梧桐院里,沈囡囡坐在廊下,手里攥著那件护甲,翻来覆去地看。
针脚密密实实的,领口那朵桃花绣得歪歪扭扭,不仔细看根本看不出来。
可她越看越觉得好看,那是她亲手缝的,每一针都带著她的心思。
天快黑了,他还没来。
她站起来,走到院子中间,喊了一声:“青雀。”
月光下,一道黑影从暗处闪出来,无声无息地落在她面前。
青雀是萧云昭留在沈府保护她的暗卫,
平时她就藏在暗处,从不露面,只有沈囡囡喊她的时候才会出现。
“夫人。”
沈囡囡的脸红了一下,这个称呼她还是不太习惯。“你家主子呢?让他过来一趟,我有事找他。”

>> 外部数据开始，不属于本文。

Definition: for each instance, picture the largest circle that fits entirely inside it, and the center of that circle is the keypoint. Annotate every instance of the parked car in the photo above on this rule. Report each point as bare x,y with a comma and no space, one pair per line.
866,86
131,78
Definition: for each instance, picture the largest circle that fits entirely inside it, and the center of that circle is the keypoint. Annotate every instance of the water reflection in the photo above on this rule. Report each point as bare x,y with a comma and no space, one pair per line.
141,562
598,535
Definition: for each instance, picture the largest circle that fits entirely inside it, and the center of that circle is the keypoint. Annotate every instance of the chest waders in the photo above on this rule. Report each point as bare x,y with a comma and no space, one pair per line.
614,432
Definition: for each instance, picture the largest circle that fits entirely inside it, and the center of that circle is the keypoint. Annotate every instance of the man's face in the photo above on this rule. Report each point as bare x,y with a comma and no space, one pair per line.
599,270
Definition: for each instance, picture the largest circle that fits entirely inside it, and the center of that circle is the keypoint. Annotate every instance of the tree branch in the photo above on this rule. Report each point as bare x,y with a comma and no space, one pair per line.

“是。”青雀应了一声,身形一闪,就消失在了夜色里,连一点声音都没有发出。
沈囡囡看著她消失的方向,长长地呼了口气。
她回到屋里,把软甲放在桌上,又对著铜镜理了理头髮,还特意换上了一件水粉色的襦裙。
然后坐在桌边,托著下巴,等著萧云昭来。
桌上的蜡烛烧了一根又一根,烛泪滴在烛台上,凝成了小小的蜡堆。
窗外的更鼓敲了三下。
三更天了。
他还是没有来。
沈囡囡趴在桌上,眼皮越来越沉。
梦里,她看到萧云昭穿著鎧甲,骑著白马,站在城门下对著她笑。
她跑过去想拉住他的手,可他却转身策马而去,越跑越远,无论她怎么喊,都不肯回头。
“阿朝!別走!”
沈囡囡猛地惊醒,额头上全是冷汗。
她大口喘著气,刚想擦汗,就落入了一个温暖的怀抱里。
熟悉的皂角香气,还有一丝极淡的、几乎闻不出来的血腥味。
来人的发尾还是湿的,水珠滴在她的颈窝里,凉凉的。
“做噩梦了?”
萧云昭的声音在她耳边响起,低沉又温柔,带著浓浓的心疼。